YouTube Adds Full-Length Television Shows
thefickler writes "YouTube has moved to put full-length television shows on its site for the first time. Historically, YouTube has hosted a bewildering and attractive variety of video clips, the vast majority of which have been under ten minutes in length. YouTube has announced that it had finalized a deal with CBS to offer shows such as Star Trek, MacGyver, Beverly Hills 90210, and The Young and the Restless. I can't wait to watch The Young and the Restless!"
...Hulu sucks, since it won't stream outside the USA. No mention in the article as to whether YouTube will add regional restrictions on these full-length shows, but let's hope they can convince the studios otherwise. If not, well, bittorrent works just fine.
Oh no... it's the future.
It might have to done something with the fact that Hulu's "video library can only be streamed within the United States".
Some people go to great lengths to put their feet over an axe, just to see if it hurts or not.
It's called the WORLD WIDE Web, assholes.
I piss off bigots.
The shows and their original networks:
Star Trek: NBC
MacGyver: ABC
BH 90210: Fox
Y & R: CBS
I guess I don't understand how these things work...
Seriously. One of the things I hate about watching TV is the fact that you have to depend on a station to carry a show, and play it, all of it. It's fine when it hits the rerun zone, but there is no real assurance they will play it totally and in the intended order. So, much of my 20th century TV watching was watching the repeats waiting for what I didn't see to come around.
The first stuff I started to see was on AOL's in2tv. They screwed up Rocky and Bullwinkle, one of "those" series where order and completeness matters, not so much that they don't carry a season but they broke up their "show" into their various little shows. Now we have Veoh and Hulu, and the quality of both is pretty good.

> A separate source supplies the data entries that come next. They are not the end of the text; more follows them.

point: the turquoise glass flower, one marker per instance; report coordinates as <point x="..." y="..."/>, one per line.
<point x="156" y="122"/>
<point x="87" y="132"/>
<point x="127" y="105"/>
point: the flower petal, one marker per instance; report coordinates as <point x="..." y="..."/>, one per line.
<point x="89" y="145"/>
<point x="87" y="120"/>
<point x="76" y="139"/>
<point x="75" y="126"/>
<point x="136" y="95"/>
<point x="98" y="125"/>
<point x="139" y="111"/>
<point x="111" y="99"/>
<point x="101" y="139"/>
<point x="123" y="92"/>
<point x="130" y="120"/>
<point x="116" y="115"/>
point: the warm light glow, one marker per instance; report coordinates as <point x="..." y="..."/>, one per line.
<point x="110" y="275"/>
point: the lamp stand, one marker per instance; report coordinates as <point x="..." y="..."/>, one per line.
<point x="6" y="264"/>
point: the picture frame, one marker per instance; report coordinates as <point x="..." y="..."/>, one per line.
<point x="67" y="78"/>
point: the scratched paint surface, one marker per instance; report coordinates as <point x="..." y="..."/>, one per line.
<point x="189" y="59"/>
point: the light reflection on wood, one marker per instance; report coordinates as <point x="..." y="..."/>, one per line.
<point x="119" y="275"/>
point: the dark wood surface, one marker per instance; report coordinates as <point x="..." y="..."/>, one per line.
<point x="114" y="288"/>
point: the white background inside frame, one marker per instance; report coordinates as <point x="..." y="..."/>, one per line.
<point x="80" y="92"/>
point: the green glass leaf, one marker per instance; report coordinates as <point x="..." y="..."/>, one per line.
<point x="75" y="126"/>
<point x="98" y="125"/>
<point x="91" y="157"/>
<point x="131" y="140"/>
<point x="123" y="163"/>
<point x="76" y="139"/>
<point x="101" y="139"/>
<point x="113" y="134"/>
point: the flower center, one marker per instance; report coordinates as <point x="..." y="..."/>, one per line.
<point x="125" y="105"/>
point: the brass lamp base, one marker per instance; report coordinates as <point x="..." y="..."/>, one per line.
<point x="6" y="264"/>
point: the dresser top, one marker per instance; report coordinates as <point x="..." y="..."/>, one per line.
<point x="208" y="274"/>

So it makes me wonder, now that these things exist, sites that carry series that have little to no commercial value, what point is there to 100+ channels? Seriously it's reached the point that I should actually ditch the cable since all of my TV needs save the local news are covered online. Even cartoon network.
There is no sanctuary. There is no sanctuary. SHUT UP! There is no shut up. There is no shut up.
I think the word "legally" is missing in the write-up. Episodes of some TV shows have been available for quite a while now; I watched an episode of Star Trek Voyager I had missed on YouTube many months ago.
My web domain.
Okay, so dump a system that 98% of the people browsing the internet have support for, in favor of something people have to jump through hoops for?
Given, I would like to see the inclusion of h.264 in Flash as a supported format for video. VC-1 would work as well (even if it is from MS). I wouldn't expect to see Theora or the like supported on YouTube any time soon, unless it is as widely available as flash is. Flash is a PITA on x64 Linux, I am well aware of this, however, from a business standpoint your suggestion makes no sense.